Thursday, February 28, 2019




This morning I read an article on line that my daughter, Jess, had recommended to me.  It was entitled, “I don’t give a fuck.”  It had the word “fuck” in it at least 137 times as the author included that information in his article.  He is a very good writer and the article was not only very funny but very insightful.

I thanked Jess for the recommendation and proceeded to tell her that it brought back memories of my old best friend, Dirty Dave, and how depressed he was during his divorce.  He had married this little bit of a bitch girl who had no forehead and talked in decibels that made your face reverberate.  I was under that impression that no one was good enough to marry my best friend.  Well, maybe except Becky, of the luminous breasts.  Becky was so cool in the 70’s she wore a white dress to a wedding of a friend and you could see her dark nipples through the material.  The guys were all made of wood that day, I’m sure.

But Becky would have nothing to do with Dave because he was, of course, Dirty.  He did not take kindly to bathing.  He was a carpenter by trade and his hands were coarse from working in the weather.  He had drastically bad sinuses and probably couldn’t smell himself.  In his last years he took to wearing this most ungodly smelling deodorant that was almost as bad as smelling his b.o.

Anyhow back to the divorce.  His little fairy bitch of a wife with no forehead decided that she wanted more out of life and decided to ditch Dave.  He was so sad.  I couldn’t believe my buddy who I couldn’t spend 10 minutes with without laughing my ass off.  (Oh dear, LMAO in the honest sense.)  But truly, he was so funny and had the greatest sense of humor.  On the day of his divorce he headed to a bar and happened upon one called “Fuck Off And Die”.  He bought a baseball hat and wore it to our house where he crashed for the night.

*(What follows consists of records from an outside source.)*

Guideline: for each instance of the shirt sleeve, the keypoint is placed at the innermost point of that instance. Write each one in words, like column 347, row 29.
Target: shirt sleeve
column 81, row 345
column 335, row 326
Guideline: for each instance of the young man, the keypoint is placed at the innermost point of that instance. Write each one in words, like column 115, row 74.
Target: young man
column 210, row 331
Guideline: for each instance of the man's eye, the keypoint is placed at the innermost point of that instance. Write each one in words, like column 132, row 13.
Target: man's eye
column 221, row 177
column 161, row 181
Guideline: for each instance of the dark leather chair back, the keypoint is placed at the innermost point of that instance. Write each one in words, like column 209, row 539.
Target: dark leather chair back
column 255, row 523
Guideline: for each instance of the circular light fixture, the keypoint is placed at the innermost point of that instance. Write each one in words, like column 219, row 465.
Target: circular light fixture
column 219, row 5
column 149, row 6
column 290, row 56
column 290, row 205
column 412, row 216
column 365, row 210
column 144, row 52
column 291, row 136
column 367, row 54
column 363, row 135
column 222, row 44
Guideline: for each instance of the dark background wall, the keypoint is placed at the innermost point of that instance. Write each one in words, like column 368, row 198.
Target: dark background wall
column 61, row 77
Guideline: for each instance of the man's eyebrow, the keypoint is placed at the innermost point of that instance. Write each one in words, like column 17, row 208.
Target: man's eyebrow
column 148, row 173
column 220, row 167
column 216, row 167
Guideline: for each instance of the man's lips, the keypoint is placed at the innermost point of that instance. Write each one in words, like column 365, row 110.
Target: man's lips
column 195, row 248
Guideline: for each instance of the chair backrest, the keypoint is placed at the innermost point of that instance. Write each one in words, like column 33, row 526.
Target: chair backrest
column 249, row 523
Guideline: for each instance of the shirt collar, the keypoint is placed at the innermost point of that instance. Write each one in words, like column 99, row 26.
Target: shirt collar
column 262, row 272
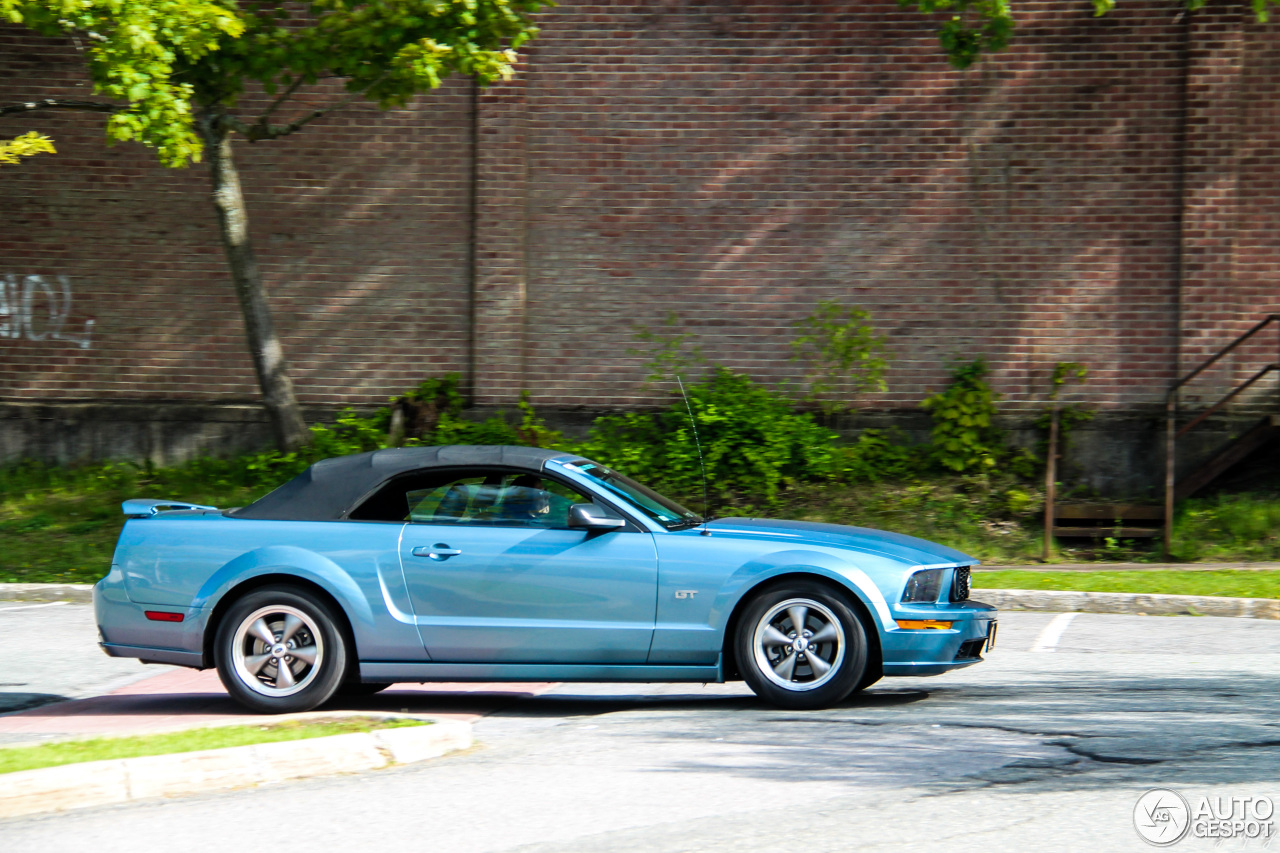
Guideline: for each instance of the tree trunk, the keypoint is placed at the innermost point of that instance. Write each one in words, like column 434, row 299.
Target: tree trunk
column 264, row 345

Ferb was so impressed with the hat that he bought it from Dave.  Dave needed money at the time.  (We have lots of photos with different people wearing the FOAD hat.)  Dave came around a lot during this divorce time.  You’d try to talk to him about something and he’d just say, “I don’t give a shit.”  So I got into a foul mood one evening and barked back that “I don’t give a shit either.”  It was presidential election time about then and Dave suggests that we run for President and Vice President on the “I Don’t Give A Shit”, party’s ticket.  We laughed so hard we cried.

He was a wonderful friend and I am so sorry that we lost him early.